When we examined EBV’s impact in periodontitis (P_EBV vs P_NEG; Fig. 2B; Appendix Data Set 1), significant upregulation occurred in inflammatory molecules (IL1B, IL6, CXCL1, CXCL2, CXCL13, CSF3, ICAM4), B-cell markers (MZB1, POU2AF1, CD19, FCRLA, FCRL5, CD79A, TCL1A), and PC markers (TNFRSF17, IRF4, PRDM1, CD38, and numerous immunoglobulin transcripts), indicating an intensified inflammatory/immune response. Conversely, genes involved in epithelial cell development, keratinization, and cell adhesion were downregulated (BMP7, CALML5, CDHR1, COMP, DLX3, DSG1, DSP, JUP, KLK5, KLK7, KLK11, KRT2, KRT3, KRT6B, KRT6C, KRT14, KRT15, KRT16, KRT17, KRT31, KRT32, KRT76, LORICRIN, SLURP1, SPRR1B, etc.), indicating epithelial tissue degradation and injury. This tissue degradation–associated cohort also included upregulated matrix metalloproteinases (MMP3, MMP9, ADAMTS4).

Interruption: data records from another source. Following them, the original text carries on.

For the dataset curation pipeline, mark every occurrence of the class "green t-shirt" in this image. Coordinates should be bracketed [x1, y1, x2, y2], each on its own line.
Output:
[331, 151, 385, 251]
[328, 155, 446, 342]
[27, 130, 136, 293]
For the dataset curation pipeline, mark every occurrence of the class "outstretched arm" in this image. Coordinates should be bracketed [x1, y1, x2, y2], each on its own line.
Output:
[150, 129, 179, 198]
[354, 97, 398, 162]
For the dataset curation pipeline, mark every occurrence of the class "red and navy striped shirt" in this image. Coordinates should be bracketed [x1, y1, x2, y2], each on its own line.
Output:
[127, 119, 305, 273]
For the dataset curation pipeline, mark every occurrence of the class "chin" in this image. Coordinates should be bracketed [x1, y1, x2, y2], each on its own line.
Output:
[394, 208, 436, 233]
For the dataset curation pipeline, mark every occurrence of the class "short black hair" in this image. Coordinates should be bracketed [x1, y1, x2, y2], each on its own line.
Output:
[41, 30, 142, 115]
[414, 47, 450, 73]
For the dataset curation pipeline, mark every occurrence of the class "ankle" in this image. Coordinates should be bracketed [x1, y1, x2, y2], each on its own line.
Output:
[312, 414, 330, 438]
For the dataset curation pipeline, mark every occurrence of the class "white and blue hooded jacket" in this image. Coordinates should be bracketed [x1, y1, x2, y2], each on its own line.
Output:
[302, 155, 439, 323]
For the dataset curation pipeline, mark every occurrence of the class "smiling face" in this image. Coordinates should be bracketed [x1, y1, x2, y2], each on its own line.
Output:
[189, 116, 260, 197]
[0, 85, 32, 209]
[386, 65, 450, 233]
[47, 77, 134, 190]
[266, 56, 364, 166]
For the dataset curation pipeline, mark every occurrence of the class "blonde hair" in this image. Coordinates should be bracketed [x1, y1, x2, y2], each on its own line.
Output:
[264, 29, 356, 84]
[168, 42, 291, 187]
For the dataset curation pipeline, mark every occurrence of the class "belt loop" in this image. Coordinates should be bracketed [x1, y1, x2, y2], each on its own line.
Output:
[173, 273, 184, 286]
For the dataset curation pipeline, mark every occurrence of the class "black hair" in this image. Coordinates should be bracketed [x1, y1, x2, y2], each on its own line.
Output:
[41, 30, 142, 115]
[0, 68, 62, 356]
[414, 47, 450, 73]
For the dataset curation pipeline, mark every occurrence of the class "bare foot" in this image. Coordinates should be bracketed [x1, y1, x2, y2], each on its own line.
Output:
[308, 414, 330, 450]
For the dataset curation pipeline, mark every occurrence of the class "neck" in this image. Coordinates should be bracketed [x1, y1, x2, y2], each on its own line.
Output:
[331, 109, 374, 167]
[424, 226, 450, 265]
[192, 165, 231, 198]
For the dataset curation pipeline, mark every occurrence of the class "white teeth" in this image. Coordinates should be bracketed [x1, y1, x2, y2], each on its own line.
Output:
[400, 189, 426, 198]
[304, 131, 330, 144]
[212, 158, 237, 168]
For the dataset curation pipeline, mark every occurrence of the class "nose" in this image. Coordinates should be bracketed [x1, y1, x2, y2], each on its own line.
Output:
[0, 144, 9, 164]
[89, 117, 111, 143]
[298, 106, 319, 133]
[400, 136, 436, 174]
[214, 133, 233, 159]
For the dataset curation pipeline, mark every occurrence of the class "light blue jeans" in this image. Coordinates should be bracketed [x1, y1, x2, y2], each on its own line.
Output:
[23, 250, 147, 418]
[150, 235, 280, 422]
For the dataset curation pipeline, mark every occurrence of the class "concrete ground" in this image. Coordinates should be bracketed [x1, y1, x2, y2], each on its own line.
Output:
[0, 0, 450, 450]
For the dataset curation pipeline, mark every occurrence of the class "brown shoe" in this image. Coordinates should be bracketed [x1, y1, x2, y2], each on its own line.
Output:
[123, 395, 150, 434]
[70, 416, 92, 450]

Second, when we investigated EBV’s impact in healthy gingiva (H_EBV vs H_NEG; Appendix Data Set 1), significantly upregulated DEGs featured S100A7, IGFLR1, and HLA-DQA1, which are associated with immune/inflammatory responses, with SERPINB11 (cellular protease protection) being the only downregulated DEG.

Third, as a control, we compared the states of health and periodontal disease in EBV-negative samples (P_NEG vs H_NEG; Appendix Data Set 1) and found that significantly upregulated DEGs included RPS4Y1 and RPS4Y2 ribosomal protein genes, THBS4 (cell-to-cell/matrix interactions), MT4 (regulates zinc metabolism in stratified epithelial differentiation), STMN2 (regulates osteogenesis), and SFRP2 (cell-cell signaling). Significantly downregulated genes were ANGPTL4 (negative regulation of endothelial cell apoptosis), PLAT (cell migration and tissue remodeling), and PADI1 (late stages of epidermal differentiation).

Overall, DEG analysis showed poor overlap across the 3 scenarios, indicating distinct patterns linked to EBV presence and/or absence in healthy and/or periodontitis-affected gum. Specifically, only 2 genes overlapped between P_EBV vs P_NEG and P_NEG vs H_NEG, being expressed in opposing directions (Fig. 2C).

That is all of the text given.